Chapitre 2 : le traitement perceptif des objets.

Lorsque nous étudions la reconnaissance des objets, nous analysons l’objet en fonction de ses propriétés. Les principales dimensions que nous recherchons sont la forme, la longueur et l’orientation.

1- La propriété de forme

La propriété de forme se décline en trois axes principaux, la courbure, les angles et la symétrie. Nous retrouvons d’ailleurs ces trois critères dans les géons de Biederman (1987) qui sont des formes géométriques. Nous avons déjà abordé la perception des courbes avec l’incidence du mouvement (morphocinèse), de la vitesse du mouvement et de l’angle de courbure, nous n’y reviendrons pas. Précisons seulement que l’estimation de la taille angulaire est peu performante en modalité tactile, avec une sous-estimation de l’angle et une perturbation de l’estimation angulaire liée à la présence de courbes attenantes aux intersections (Lakatos et Marks, 1998). Cependant, lorsque les angles ne sont pas suivis de courbes, l’estimation est relativement précise (Klatzky, 1999).

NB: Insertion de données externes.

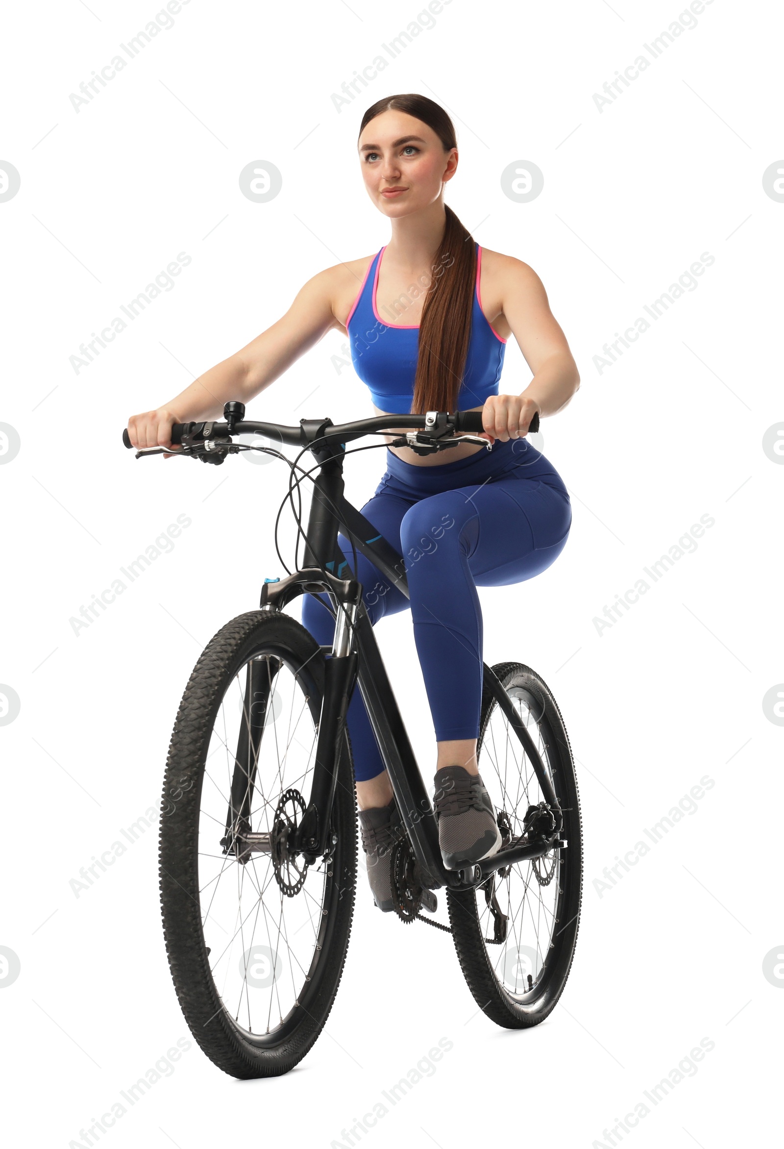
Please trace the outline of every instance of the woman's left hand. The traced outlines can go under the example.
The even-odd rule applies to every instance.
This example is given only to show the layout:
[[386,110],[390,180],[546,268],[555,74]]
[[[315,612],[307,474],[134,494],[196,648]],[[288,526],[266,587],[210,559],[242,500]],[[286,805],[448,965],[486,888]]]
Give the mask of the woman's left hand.
[[538,412],[540,404],[525,395],[490,395],[482,408],[482,438],[490,442],[520,439],[528,433],[530,421]]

Au niveau de la symétrie, les données expérimentales montrent une facilitation de l’asymétrie pour des stimuli bi-dimensionnels (Locher et Simmons, 1978). Ainsi, Ballesteros, Manga et Reales (1997) observent que les figures symétriques sont plus difficilement identifiables que les figures asymétriques pour des stimuli bi-dimensionnels, mais que l’effet est inversé pour des stimuli tridimensionnels. En revanche, si la discrimination de formes asymétriques est plus rapide que la discrimination de formes symétriques, la reconnaissance des formes symétriques est plus rapide que la reconnaissance des formes asymétriques (Locher et Simmons, 1978). En effet, si quelques mouvements exploratoires suffisent à repérer les asymétries de la figure, une exploration plus complète sera nécessaire pour vérifier la symétrie. Néanmoins, la symétrie est mieux perçue lorsque l’exploration des figures bi-dimensionnelles est bimanuelle. L’exploration uni ou bimanuelle n’a pas d’impact sur la perception de l’asymétrie de figures bi- et tridimensionnelles ni sur la perception de la symétrie pour des figures tridimensionnelles.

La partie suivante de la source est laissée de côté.